Spinal GCTs are usually radiolucent and expansile lesions. They do not exhibit active matrix production. When present in the sacrum, these lesions are large with destruction of the sacral foraminal lines on plain x-rays. GCTs usually can involve both sides of the midline and can extend past the sacroiliac joints bilaterally. When present in sites proximal to the sacrum, they usually are found in the vertebral body.

The classic findings of GCT on technetium bone scanning include diffuse radionucleotide uptake with areas of central photopenia and increased peripheral uptake. Angiography illustrates that most GCTs are hypervascular lesions. CT demonstrates soft-tissue attenuation with well-defined margins and a thin rim of sclerotic bone.
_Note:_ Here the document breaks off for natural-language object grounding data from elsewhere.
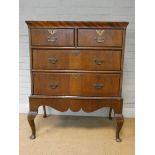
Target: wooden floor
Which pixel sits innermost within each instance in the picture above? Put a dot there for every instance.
(74, 135)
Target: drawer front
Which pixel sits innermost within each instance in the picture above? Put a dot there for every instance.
(77, 59)
(52, 37)
(76, 84)
(100, 37)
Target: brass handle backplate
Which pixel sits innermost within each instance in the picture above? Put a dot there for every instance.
(76, 52)
(98, 61)
(76, 75)
(53, 85)
(100, 32)
(99, 39)
(52, 31)
(98, 85)
(52, 38)
(52, 60)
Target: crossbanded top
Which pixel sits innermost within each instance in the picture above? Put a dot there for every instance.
(76, 24)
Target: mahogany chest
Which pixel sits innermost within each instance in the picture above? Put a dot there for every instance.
(76, 65)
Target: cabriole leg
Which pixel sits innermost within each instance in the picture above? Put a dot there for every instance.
(44, 109)
(110, 111)
(120, 121)
(31, 115)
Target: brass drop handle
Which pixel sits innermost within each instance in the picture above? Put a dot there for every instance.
(52, 39)
(76, 52)
(52, 60)
(99, 61)
(53, 85)
(98, 85)
(99, 39)
(76, 75)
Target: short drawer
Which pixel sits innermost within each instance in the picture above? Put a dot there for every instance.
(100, 37)
(52, 37)
(77, 59)
(76, 84)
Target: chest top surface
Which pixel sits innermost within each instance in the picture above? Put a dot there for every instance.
(86, 24)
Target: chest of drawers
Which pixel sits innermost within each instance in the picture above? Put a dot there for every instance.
(76, 65)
MRI exhibits characteristic heterogeneous signal intensity with low-to-intermediate intensity on both T1- and T2-weighted images.

The great majority of GCTs are benign; malignant GCTs occur in only 5% of cases. Malignant GCTs usually are related to previous irradiation in the vicinity of the tumor. Even though most GCTs are benign, the lesions are locally aggressive, and their size and location may not allow complete resection. Those that cannot be excised en bloc should be curetted. Radiation is reserved for surgically inaccessible tumors. Selective arterial embolization also can be used in the management of these tumors. Recurrence rates can be as high as 40-60%.